Wednesday, May 5, 2010

Appears Wall St CSEs dramatic increased balance sheet leverage replaced Buyers' liquidity & became a nuclear waste REPOSITORY for Level 2 and 3 assets

AFTER same Wall St firms attracted buyers of Derivatives, buyers appetite sated, then CSE's continued to underwrite new cousins of Derivatives and first generation derivatives - did what? - piled up; where? On and off balance sheet of supposedly regulated entities.

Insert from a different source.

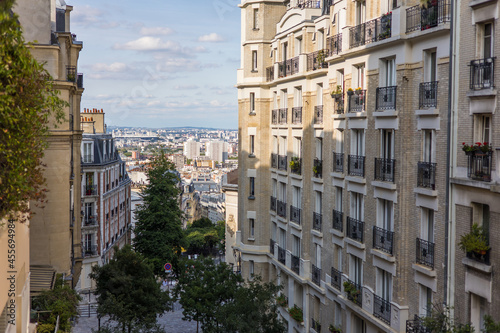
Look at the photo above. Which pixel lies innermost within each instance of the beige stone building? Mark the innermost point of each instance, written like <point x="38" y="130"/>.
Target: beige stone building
<point x="343" y="151"/>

It seems clear that CSE's under the SEC's supervision and extra supervision as pointed out by Ms Borne in today's FCIC hearing -
created liqudity,
witnessed, were on notice and indeed participated in the KILLING of markets,
i.e. the "liquidity" demand provided by erstwhile buyers of derivatives
buyers of their proprietary "housewares" which dried up - this appears:

CSE balance sheet leverage REPLACED liquidity - huh?
As was penned here last year - see link here Leverage blessed Leverage blessed prop trades and (proprietary) Asset Valuations http://fiduciaryforensics.blogspot.com/2009/09/leverage-blessed-leverage-for-certain.html

Yet the CASH bonus parade continued its march - huh?
See also http://fiduciaryforensics.blogspot.com/2009/07/wall-sts-off-balance-sheet-expansion.html

Cash bonuses the result of ASSET price conversion - an illicit if not an illegal "conversion" it appears, subject to proof; and subject to ""Clawback" if fraudulent or with intent to deceive markets.

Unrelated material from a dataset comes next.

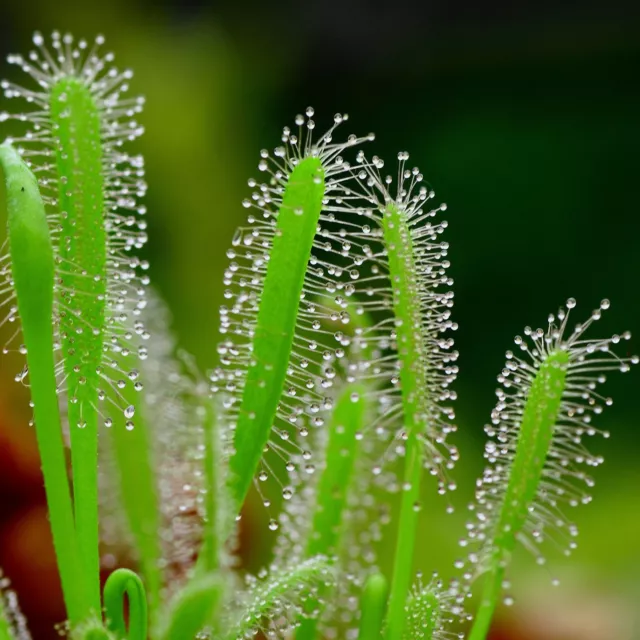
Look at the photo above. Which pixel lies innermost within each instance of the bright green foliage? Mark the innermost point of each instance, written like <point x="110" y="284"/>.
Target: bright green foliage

CSE's were the largest, most sophisticated players, investment banks on Wall St. The SEC enacted Consolidated Supervised Entities in 2004, discarded 30 years old required capital calculations, allowed CSE's to use their OWN proprietary valuation models to calculate required capital - true not making it up.

Incandescent insights into the so called Economic or Financial Crisis - as if it applies uniformly to all financial institutions - one appears singularly engineered BY and as a RESULT of only certain NY Federal Reserve district banks and investment banks - "Wall St market makers" like Goldman, et al.


When any Investment Bank could have said NO - at any time - to more MBS derivatives underwritings, leverage and PROPRIETARY valuation; but didn't.

Ending the siesta on the US taxpayer's dime - one little blog at a time.